Today, battles with insurgents in the Middle East or Asia bring fear and concern back home.
Families here worry about loved ones over there.
Casualties incurred on far-away soil become life-changing events for communities at home. Northeast Alabama, which buried a soldier this week in an overwhelming show of support for the military and the bereaved family, is the perfect example.
Capt. Kyle Comfort wasn’t known by everyone in Calhoun County. But his funeral Monday caused U.S. flags to wave and tears to flow by a great many county residents who had never met the soldier who died from wounds suffered from a roadside bomb in Afghanistan.
The story of Comfort and those Calhoun Countians who mourned his death is no American oddity. It’s a recurring theme.

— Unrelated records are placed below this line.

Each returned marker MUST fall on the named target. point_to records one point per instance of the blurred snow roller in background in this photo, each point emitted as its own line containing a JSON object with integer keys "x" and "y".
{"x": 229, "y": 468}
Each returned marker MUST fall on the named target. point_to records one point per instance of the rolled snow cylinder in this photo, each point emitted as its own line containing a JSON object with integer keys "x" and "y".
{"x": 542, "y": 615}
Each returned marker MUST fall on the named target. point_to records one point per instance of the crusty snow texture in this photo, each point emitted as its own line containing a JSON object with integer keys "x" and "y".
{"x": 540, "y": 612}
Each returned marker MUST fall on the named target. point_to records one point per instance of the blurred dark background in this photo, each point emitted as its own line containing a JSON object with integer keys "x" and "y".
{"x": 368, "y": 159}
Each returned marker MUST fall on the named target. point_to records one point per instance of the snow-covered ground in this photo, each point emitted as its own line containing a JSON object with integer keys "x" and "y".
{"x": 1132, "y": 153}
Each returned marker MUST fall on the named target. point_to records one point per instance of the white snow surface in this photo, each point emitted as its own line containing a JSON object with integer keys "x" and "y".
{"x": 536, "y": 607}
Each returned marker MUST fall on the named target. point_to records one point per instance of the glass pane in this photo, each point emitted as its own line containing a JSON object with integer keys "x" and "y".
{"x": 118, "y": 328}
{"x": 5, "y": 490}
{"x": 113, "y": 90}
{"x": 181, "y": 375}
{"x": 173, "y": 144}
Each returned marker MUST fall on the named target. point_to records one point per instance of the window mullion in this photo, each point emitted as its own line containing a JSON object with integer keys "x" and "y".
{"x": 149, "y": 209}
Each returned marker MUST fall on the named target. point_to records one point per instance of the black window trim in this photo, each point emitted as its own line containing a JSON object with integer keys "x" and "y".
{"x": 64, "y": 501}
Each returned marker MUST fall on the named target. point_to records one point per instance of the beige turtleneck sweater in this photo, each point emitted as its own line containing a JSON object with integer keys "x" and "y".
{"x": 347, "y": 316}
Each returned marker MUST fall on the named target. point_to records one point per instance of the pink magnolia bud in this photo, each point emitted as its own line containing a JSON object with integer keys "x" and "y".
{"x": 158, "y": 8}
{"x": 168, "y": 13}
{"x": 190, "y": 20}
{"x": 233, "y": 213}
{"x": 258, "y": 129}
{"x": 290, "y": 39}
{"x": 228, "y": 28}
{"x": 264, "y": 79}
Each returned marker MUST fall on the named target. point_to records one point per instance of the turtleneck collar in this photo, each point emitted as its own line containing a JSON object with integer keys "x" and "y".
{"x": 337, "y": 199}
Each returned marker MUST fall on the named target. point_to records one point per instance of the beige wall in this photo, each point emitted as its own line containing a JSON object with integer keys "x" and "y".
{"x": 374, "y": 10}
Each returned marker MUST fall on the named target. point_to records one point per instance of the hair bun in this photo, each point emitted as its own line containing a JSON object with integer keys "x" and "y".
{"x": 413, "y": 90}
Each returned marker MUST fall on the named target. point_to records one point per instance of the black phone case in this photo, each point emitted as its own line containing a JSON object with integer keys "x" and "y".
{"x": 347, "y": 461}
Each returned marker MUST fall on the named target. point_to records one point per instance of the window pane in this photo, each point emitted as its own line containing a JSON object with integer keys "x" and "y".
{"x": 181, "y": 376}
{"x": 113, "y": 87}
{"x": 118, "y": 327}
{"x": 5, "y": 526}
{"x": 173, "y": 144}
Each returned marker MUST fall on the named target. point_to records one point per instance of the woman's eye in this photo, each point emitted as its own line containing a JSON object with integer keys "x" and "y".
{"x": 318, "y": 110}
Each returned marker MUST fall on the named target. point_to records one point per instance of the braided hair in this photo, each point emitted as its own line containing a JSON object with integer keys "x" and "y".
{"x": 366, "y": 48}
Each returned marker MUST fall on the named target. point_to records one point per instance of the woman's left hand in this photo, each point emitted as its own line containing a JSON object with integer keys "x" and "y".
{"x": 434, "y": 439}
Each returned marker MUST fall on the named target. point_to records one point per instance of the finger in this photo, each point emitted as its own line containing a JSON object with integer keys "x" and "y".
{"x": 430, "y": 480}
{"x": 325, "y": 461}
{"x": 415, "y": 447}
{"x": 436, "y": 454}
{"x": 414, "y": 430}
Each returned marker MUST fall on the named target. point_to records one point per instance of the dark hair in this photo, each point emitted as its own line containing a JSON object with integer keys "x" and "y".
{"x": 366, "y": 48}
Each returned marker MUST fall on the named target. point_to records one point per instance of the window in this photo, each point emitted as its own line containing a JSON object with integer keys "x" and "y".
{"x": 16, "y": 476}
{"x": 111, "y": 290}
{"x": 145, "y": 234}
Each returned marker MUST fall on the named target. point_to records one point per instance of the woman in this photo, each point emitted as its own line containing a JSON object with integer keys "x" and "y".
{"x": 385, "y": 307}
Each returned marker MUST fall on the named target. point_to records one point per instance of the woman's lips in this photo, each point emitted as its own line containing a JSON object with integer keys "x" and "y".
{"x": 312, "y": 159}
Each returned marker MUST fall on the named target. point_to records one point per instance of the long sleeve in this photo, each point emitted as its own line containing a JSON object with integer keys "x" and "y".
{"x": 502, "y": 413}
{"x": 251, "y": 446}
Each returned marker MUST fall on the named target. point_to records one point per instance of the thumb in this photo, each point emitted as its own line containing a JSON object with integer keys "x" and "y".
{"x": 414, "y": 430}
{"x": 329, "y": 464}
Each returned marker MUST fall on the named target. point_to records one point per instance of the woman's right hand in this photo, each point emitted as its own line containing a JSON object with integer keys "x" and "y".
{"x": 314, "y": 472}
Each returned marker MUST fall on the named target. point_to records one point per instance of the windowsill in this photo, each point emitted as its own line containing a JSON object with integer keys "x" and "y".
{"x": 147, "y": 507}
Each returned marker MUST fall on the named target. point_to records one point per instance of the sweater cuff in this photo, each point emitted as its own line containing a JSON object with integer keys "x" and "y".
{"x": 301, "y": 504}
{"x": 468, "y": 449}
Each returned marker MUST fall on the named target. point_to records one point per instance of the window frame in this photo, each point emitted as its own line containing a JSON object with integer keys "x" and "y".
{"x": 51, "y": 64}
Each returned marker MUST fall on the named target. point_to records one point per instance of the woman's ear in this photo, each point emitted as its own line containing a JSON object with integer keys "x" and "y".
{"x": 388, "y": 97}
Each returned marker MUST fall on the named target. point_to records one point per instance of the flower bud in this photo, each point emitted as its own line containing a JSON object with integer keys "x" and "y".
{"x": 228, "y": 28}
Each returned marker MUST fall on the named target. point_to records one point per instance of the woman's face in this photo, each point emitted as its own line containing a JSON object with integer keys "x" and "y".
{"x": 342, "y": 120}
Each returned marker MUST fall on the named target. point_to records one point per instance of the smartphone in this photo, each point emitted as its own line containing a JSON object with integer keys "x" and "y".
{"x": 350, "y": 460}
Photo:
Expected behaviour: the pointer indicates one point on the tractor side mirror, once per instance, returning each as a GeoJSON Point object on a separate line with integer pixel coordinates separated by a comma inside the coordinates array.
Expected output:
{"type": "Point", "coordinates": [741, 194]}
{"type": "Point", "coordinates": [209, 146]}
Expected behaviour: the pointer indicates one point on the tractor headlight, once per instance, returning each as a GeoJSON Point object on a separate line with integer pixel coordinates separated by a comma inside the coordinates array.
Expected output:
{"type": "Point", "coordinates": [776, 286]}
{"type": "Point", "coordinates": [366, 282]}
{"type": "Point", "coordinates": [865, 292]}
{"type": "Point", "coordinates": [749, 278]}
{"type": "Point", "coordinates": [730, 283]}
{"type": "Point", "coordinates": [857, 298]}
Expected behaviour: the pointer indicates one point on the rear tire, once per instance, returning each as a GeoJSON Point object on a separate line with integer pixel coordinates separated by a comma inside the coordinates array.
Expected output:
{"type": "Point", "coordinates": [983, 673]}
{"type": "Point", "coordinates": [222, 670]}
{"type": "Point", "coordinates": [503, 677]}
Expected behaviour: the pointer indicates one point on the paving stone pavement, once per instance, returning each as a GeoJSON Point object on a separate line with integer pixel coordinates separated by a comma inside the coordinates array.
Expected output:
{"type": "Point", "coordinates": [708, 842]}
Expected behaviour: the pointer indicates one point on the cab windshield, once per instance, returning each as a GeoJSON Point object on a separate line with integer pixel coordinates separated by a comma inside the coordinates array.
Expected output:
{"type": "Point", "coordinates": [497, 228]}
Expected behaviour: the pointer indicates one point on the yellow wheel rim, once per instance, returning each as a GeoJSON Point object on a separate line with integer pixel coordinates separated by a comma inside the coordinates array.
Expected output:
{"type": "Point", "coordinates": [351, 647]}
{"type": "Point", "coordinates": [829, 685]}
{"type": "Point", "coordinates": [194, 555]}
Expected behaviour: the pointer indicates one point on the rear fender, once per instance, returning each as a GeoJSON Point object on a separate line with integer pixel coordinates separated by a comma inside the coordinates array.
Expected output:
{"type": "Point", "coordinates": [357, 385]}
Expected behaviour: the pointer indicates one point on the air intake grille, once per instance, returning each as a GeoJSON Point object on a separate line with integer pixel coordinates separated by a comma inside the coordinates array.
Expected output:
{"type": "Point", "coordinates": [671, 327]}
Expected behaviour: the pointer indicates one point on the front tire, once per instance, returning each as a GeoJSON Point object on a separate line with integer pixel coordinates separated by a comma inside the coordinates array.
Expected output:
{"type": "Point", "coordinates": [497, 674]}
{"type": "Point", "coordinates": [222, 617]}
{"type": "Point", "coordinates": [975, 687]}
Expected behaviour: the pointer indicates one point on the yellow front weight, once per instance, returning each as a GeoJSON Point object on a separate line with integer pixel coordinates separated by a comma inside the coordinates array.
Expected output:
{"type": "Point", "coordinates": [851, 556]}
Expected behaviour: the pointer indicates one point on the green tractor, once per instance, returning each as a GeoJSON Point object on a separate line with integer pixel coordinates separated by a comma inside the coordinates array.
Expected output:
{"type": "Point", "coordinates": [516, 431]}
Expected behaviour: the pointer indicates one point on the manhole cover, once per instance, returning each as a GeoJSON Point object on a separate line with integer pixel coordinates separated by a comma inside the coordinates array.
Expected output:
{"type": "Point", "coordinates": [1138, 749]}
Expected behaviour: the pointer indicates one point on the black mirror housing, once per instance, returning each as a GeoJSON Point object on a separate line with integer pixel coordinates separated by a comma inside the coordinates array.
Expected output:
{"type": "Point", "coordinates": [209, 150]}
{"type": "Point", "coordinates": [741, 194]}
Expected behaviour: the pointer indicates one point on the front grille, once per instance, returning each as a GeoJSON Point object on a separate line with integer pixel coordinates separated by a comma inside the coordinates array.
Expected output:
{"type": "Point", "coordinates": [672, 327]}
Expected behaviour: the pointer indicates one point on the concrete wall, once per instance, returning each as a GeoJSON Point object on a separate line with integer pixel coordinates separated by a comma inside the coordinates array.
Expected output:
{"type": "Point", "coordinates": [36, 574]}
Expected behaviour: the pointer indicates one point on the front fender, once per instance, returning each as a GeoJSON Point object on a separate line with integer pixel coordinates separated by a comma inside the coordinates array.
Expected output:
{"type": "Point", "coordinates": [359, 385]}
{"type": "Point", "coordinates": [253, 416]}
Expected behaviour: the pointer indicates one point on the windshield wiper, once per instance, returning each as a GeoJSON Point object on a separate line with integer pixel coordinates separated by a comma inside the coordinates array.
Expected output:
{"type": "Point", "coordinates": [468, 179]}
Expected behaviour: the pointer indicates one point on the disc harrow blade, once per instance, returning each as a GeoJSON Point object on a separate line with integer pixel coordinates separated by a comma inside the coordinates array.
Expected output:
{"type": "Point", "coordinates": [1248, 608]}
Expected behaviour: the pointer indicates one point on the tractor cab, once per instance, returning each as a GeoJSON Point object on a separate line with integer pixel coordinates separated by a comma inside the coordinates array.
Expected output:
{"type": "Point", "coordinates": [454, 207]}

Across this nation, families with loved ones in Afghanistan and Iraq are concerned for the realities of war that, in the case of Comfort, can bring the battles of Helmand Province back to northeast Alabama.
In the most basic sense, it is the same emotions that American military families felt when their sons and fathers fought in Europe and the Pacific during World War II, Korea during the 1950s and Vietnam during the ’60s and ’70s.
A war’s effects are felt by all.
On the same week that Comfort was laid to rest, the U.S. military announced a dismal milestone: The United States has surpassed 1,000 war deaths in Afghanistan since American troops first went into that nation in 2001. That number still pales to the U.S. military death toll in Iraq, 4,397, a war that’s two years younger.
Nevertheless, that four-figure total says a great deal about the increasing severity of the war and the intensifying fears American military families have about their loved ones stationed in the rugged Afghan mountains and valleys.
As The New York Times explained earlier this week, the ramped-up violence of the last two years has transformed our thinking about that war. While the Iraq war was a grisly killing field for U.S. troops during much of this decade, it took seven years for the American death toll in Afghanistan to reach 500.
Five hundred more U.S. soldiers have died in Afghanistan since 2008.
Regardless of one’s position on the war, it’s impossible not to feel a profound sadness for the families who’ve buried loved ones because of this conflict, and Iraq, as well.
Soldiers and their families pay a tremendous price for their patriotism. Honoring them as this county did so well Monday, and later in the week when a National Guard unit returned to Jacksonville, is the right thing to do.
It will be a momentous day when American towns can rest assured knowing that fewer of their uniformed sons and daughters are in harm’s way.